Donna, your hawthorn might be the right candidate for using as a rootstock on pears and apples etc, might be worse a try.

I have several hawthorns, some are about 7 foot tall and have no problem, never seen them sucker either.

Have one Schubert, ..I know what your'e talking about, high maintenance cutting these suckers around the trunk, [have the same with a chokecherry] other than that they haven't suckered away from the tree like Evans cherry does.

This tree at the right place & maintained can be a inspiring tree.
Several years back when visiting the Drumheller museum, I still remember they had a couple in the front against a wall, it looked awesome!

So far,.. I don't like poplars near me where I work the garden.

RE: Hawthorn trees.

My neighbor grew some, ...years ago, I had to fight them in my greenhouse! One year he finally cut them down and gave them a drink of poison, that was the end of it.
It should be outlawed to have these in town!

RE: Hawthorn trees.

Yes, I like Poplar's as an outside row on a farm shelterbelt, they are vigorous enough to withstand some deer browsing..but they are so big, have weak branches, and spread all over the place..not meant for the city!

I would only plant an amur maple if you don't have alkaline soil at all...NAF, I think I read that you treat yours with iron chelate, but that is a fair bit of ongoing work to keep it going OK. Tatarian maple would probably be a good subsitiute if you like the shape and fall color.

RE: Hawthorn trees.

What can go wrong with Amur Maples? I have two in the front yard that are shared with the next door neighbour. They are well-behaved, look nice and aren't bothered by pests.

The people who built the house next door planted several poplars along their back fence. When it shot up ten feet in one year, they got alarmed and yanked them out. Not sure how many years they spent yanking out suckers. If you want to make an enemy of your neighbour, plant some poplars along the property line.
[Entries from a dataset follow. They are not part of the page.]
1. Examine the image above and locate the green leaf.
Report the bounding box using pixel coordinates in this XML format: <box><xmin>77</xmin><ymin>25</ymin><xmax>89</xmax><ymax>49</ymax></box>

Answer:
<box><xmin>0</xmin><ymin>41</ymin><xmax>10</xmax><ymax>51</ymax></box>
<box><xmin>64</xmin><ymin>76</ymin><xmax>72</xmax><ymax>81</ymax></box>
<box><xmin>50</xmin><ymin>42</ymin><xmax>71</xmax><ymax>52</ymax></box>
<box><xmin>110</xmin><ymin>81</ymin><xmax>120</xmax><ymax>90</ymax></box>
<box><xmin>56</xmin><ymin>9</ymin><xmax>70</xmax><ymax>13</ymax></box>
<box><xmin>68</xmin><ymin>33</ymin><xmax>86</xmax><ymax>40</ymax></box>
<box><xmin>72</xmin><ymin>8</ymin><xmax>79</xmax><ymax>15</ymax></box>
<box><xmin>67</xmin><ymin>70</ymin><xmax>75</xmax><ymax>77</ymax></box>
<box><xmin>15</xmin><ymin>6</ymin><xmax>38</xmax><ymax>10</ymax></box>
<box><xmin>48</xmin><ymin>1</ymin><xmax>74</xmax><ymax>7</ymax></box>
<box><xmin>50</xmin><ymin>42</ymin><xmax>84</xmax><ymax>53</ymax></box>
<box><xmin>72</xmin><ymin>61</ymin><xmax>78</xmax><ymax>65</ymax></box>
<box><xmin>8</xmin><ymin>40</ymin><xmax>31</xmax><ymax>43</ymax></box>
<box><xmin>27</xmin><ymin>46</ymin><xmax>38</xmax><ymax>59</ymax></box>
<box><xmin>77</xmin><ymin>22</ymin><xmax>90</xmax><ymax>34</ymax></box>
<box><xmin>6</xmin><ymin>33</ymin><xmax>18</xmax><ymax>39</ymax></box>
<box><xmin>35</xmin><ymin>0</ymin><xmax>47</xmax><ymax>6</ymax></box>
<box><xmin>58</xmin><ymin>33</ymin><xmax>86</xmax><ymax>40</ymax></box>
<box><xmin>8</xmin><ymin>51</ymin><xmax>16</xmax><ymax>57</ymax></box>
I have to say, some people are either inconsiderate or clueless when it comes to plant selection and placement. We have several trees next to us that are planted WAY too close to our fence.

RE: Hawthorn trees.

Donna, I think amur maples are beautiful, well behaved trees, BUT they hate alkaline soil and get iron chlorosis. If you don't treat the chlorosis the tree doesn't do very well and will eventually die from it.

I wanted one so much that I planted one anyway, even though we have quite alkaline soil. Sometimes I wonder if it is worth it, though, it is difficult to permanently change your soil's pH, so I'll be giving it iron chelate from now until one of us are dead ha ha.